Lo hanno ucciso a pochi metri dal Teatro Massimo, mentre cercava di sedare una rissa. Voleva solo riportare la calma ed è stato colpito a morte da un altro ragazzo, suo coetaneo. Due destini si sono incrociati nello stesso istante, e tutti noi siamo dentro quell’incontro.

Non ci sono “noi” e “loro”: ci siamo solo noi, una città che ha smesso di parlarsi.

Non è più la violenza della mafia, con le sue gerarchie e i suoi codici. E il presunto assassino che ha confessato, quando richiama Totò Riina, non vuole indicare un’appartenenza ma un modo improprio e balordo di trovare identità e consistenza. Perché la sua e quella che in genere quasi ogni giorno cogliamo è una violenza senza progetto, che nasce dal vuoto. È la voce di chi non ha voce, l’urlo di chi è cresciuto consapevole che non sarebbe mai stato ascoltato. Una violenza che non vuole potere, ma presenza: per esistere almeno un istante.

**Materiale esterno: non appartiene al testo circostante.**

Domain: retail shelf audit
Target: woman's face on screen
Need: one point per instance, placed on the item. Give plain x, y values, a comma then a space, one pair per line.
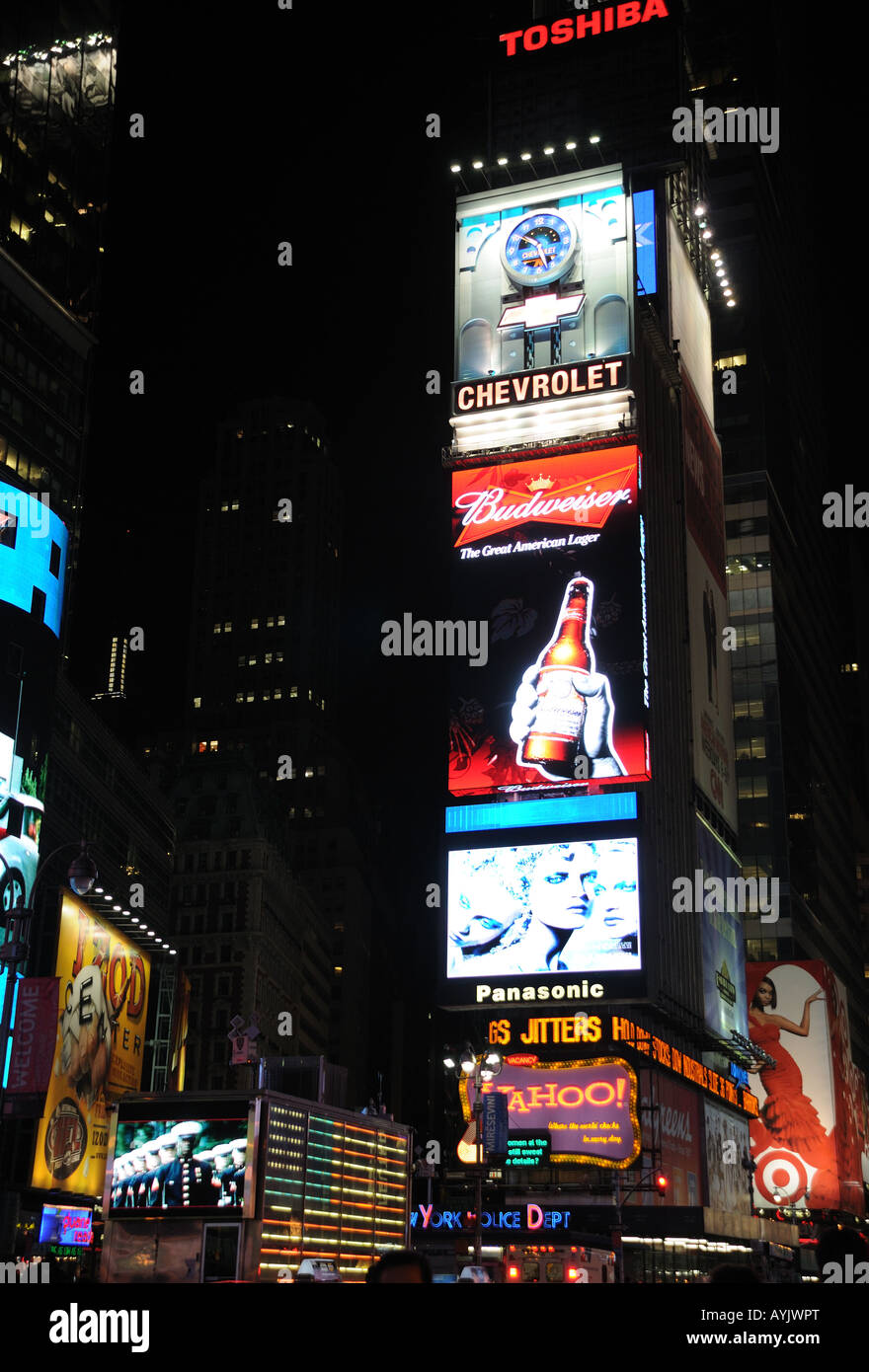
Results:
485, 910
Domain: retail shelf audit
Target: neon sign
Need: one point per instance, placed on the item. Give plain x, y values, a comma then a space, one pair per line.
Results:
584, 27
590, 1108
534, 1217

Abbiamo reciso i legami che un tempo tenevano insieme la città. Abbiamo chiamato “riqualificazione” l’espulsione dei poveri, “movida” l’occupazione commerciale del centro, “ordine” la punizione del disagio. Abbiamo smesso di guardare le periferie e di guardare negli occhi i ragazzi che le abitano.

“Serve ricostruire una educazione alla legalità”, proclama il sindaco di Palermo. Ampio programma, si direbbe. Potrebbe cominciare con gli interventi più immediati. Dai “rifiuti”, per esempio, di ogni genere. Qualche giorno fa, in una insula dello ZEN è stato realizzato un laboratorio su Santa Rosalia con le donne del quartiere. Di fronte allo spazio dove l’attrice Simona Melato ed altri recitavano, una enorme installazione di munnizza “allietava” gli spettatori.

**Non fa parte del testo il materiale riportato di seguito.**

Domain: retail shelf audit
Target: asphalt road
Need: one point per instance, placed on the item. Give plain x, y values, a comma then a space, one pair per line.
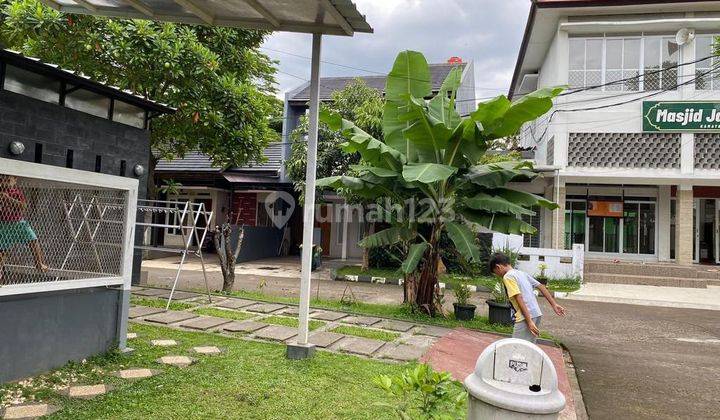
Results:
641, 362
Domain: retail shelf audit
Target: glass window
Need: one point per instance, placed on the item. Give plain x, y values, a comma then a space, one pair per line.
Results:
128, 114
31, 84
89, 102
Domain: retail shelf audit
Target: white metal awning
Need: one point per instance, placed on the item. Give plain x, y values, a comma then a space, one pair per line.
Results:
332, 17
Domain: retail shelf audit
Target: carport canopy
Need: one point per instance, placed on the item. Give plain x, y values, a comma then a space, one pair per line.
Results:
318, 17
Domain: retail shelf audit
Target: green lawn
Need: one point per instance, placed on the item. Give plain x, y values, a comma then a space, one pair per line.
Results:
222, 313
291, 322
366, 333
160, 303
249, 380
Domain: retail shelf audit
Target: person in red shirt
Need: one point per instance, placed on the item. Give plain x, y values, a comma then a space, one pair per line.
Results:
14, 229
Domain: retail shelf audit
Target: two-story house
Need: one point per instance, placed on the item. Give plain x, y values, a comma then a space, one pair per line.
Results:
631, 150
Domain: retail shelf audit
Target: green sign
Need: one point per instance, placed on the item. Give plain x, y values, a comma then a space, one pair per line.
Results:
685, 116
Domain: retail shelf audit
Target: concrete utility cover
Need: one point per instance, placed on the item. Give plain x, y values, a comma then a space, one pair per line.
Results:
329, 316
324, 338
360, 345
170, 317
136, 373
235, 303
402, 352
163, 343
141, 311
207, 350
365, 321
87, 391
244, 326
177, 361
276, 333
433, 330
265, 308
28, 411
395, 325
205, 323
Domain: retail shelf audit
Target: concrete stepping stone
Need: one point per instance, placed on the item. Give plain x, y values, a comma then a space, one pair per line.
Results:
244, 326
360, 345
433, 330
264, 308
324, 339
364, 321
177, 361
395, 325
276, 333
402, 352
235, 303
170, 317
149, 292
141, 311
163, 343
205, 323
329, 315
27, 411
210, 350
87, 392
136, 373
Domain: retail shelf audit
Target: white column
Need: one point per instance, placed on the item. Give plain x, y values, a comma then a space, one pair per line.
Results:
345, 216
309, 206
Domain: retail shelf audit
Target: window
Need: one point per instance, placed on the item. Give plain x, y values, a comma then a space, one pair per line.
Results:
706, 80
69, 157
599, 61
128, 114
88, 102
31, 84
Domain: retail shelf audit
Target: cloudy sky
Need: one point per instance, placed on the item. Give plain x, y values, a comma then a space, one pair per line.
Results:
485, 31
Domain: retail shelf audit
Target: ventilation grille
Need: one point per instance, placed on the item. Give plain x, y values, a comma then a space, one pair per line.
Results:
624, 150
707, 151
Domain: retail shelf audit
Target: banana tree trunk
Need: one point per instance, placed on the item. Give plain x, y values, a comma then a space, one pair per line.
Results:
428, 292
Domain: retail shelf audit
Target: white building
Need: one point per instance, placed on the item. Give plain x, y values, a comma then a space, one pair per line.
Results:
633, 181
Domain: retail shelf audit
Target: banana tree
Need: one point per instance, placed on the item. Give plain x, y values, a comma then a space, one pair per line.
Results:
430, 158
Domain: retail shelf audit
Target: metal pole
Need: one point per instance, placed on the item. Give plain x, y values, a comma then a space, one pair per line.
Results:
309, 206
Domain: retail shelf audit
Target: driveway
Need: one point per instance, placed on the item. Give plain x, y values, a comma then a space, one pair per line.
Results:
640, 362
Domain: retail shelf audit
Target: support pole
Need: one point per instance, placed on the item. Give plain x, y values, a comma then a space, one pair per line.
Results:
302, 349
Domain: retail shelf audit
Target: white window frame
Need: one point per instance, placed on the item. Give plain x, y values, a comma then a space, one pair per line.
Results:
603, 68
74, 176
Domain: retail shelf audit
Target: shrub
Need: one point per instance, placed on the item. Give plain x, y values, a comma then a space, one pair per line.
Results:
421, 393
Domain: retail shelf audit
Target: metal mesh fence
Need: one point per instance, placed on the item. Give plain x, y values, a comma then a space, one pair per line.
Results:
52, 231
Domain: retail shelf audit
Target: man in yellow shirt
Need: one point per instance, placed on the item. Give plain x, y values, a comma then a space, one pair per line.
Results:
520, 288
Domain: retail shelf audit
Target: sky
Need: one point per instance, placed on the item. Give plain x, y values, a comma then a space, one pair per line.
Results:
487, 32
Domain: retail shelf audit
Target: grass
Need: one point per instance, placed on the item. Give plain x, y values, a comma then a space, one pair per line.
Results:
564, 285
291, 322
221, 313
366, 333
401, 312
249, 380
160, 303
356, 270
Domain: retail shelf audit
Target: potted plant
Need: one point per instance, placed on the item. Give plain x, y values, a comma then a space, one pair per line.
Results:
499, 310
464, 311
542, 278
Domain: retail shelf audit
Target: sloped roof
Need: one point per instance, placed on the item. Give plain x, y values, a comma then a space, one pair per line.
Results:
200, 162
328, 85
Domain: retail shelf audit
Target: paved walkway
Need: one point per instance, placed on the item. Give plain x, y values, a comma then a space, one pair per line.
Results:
641, 362
458, 351
674, 297
259, 321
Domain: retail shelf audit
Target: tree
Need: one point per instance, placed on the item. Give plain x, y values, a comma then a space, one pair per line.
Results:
357, 102
431, 158
220, 84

Il sindaco di Palermo, le istituzioni regionali e nazionali potrebbero far propria l’indicazione di Renzo Piano che indica la riqualificazione delle periferie come una delle priorità per la vita delle nostre città e per la tenuta sociale al loro interno. Eppure ci stupiamo se la rabbia diventa arma, se l’abbandono si trasforma in lutto, quasi fosse un’imprevista sorpresa.

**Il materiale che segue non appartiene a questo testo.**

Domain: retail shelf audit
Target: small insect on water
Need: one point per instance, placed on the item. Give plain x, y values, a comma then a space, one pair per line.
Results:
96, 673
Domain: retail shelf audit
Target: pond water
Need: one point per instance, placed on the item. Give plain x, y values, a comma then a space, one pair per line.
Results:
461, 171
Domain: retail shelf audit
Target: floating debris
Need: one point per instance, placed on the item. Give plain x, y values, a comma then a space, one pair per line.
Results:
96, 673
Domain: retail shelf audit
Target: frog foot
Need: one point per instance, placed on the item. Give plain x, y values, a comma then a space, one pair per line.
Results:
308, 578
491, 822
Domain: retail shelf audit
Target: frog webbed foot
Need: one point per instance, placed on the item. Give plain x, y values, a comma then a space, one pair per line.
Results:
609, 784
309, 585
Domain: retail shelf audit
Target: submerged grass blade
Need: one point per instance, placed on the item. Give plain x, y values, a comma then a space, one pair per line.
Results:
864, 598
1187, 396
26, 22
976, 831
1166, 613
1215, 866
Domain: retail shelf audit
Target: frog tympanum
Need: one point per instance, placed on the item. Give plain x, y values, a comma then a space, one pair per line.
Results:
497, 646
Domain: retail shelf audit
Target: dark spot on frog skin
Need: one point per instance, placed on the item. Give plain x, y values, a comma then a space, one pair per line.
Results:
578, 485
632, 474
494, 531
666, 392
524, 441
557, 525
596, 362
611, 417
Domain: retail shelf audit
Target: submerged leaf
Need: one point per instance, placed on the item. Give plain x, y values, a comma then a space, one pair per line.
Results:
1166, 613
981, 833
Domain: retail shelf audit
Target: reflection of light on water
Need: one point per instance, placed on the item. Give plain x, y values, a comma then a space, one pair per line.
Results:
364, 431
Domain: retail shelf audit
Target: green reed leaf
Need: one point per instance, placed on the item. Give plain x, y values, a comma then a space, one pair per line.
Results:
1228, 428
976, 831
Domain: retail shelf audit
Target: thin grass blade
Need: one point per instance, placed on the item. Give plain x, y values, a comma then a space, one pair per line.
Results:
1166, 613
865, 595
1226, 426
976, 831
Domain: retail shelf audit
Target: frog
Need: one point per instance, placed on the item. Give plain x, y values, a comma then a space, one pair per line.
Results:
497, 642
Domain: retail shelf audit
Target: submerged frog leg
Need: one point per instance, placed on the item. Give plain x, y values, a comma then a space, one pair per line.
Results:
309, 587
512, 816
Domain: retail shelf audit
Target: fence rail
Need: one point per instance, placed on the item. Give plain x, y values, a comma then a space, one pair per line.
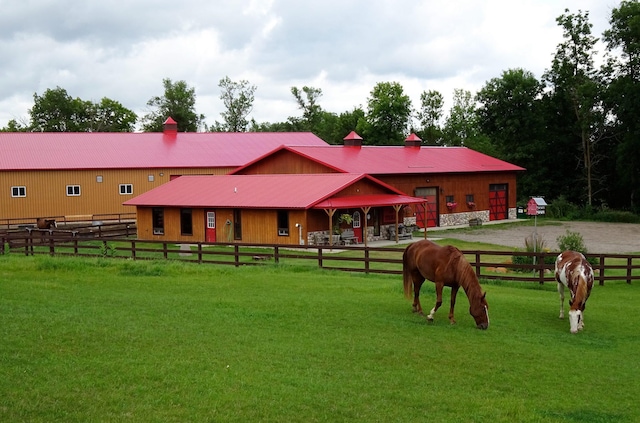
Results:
491, 265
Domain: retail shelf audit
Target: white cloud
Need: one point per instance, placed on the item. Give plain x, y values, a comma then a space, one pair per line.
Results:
123, 51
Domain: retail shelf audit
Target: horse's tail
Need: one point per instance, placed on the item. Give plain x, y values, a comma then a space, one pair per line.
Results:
406, 273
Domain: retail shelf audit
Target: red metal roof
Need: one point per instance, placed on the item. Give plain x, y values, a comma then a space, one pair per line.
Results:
80, 150
385, 160
263, 191
374, 200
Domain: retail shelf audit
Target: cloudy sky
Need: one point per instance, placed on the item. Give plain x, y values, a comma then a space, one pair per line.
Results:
123, 49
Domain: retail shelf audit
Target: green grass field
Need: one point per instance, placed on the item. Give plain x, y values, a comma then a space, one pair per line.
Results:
117, 340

Non si tratta solo di sicurezza. Si tratta di restituire senso e dignità alla vita di chi non ne ha mai avuto. Scuola, arte, lavoro, giustizia sociale: sono le forme concrete della sicurezza, che da sola risulta proclamazione vaga o si trasforma in becera esibizione di forza. Senza tutto ciò, senza legge, nessuna pattuglia, nessuna telecamera può evitare che un ragazzo impugni una pistola per farsi vedere.

La città non deve più chiedersi come punire, ma come riconnettersi. Come creare ponti dove abbiamo costruito muri. Come ascoltare il dolore prima che si faccia violenza.

Come tessere la grande manifestazione di senso civile, di partecipazione di migliaia di giovani palermitani dei giorni scorsi con la violenza frequente di chi ogni sabato, occupando il centro, sembra trovare un improprio modo per dichiararsi presente. La morte di quel giovane non è solo la fine di una vita: è il segnale che una parte di noi, collettivamente, è già morta. Sta a noi decidere se continuare a ignorarlo, o se finalmente provare — tutti — a risorgere insieme. Tutti. Da chi scrive al sindaco di questa città, al potere regionale e nazionale, ai partiti, da anni sordi, lontani, ripagati con l’indifferenza e con l’irrilevanza.

Tocca capire, finché si è in tempo, ciò che ci dicono i giovani di oggi, quelli che manifestano per Gaza e quelli che portano con sé il coltello o la pistola. Per salvare una generazione. Per porre al centro dell’azione politica il valore della giustizia sociale, premessa essenziale per l’ordine.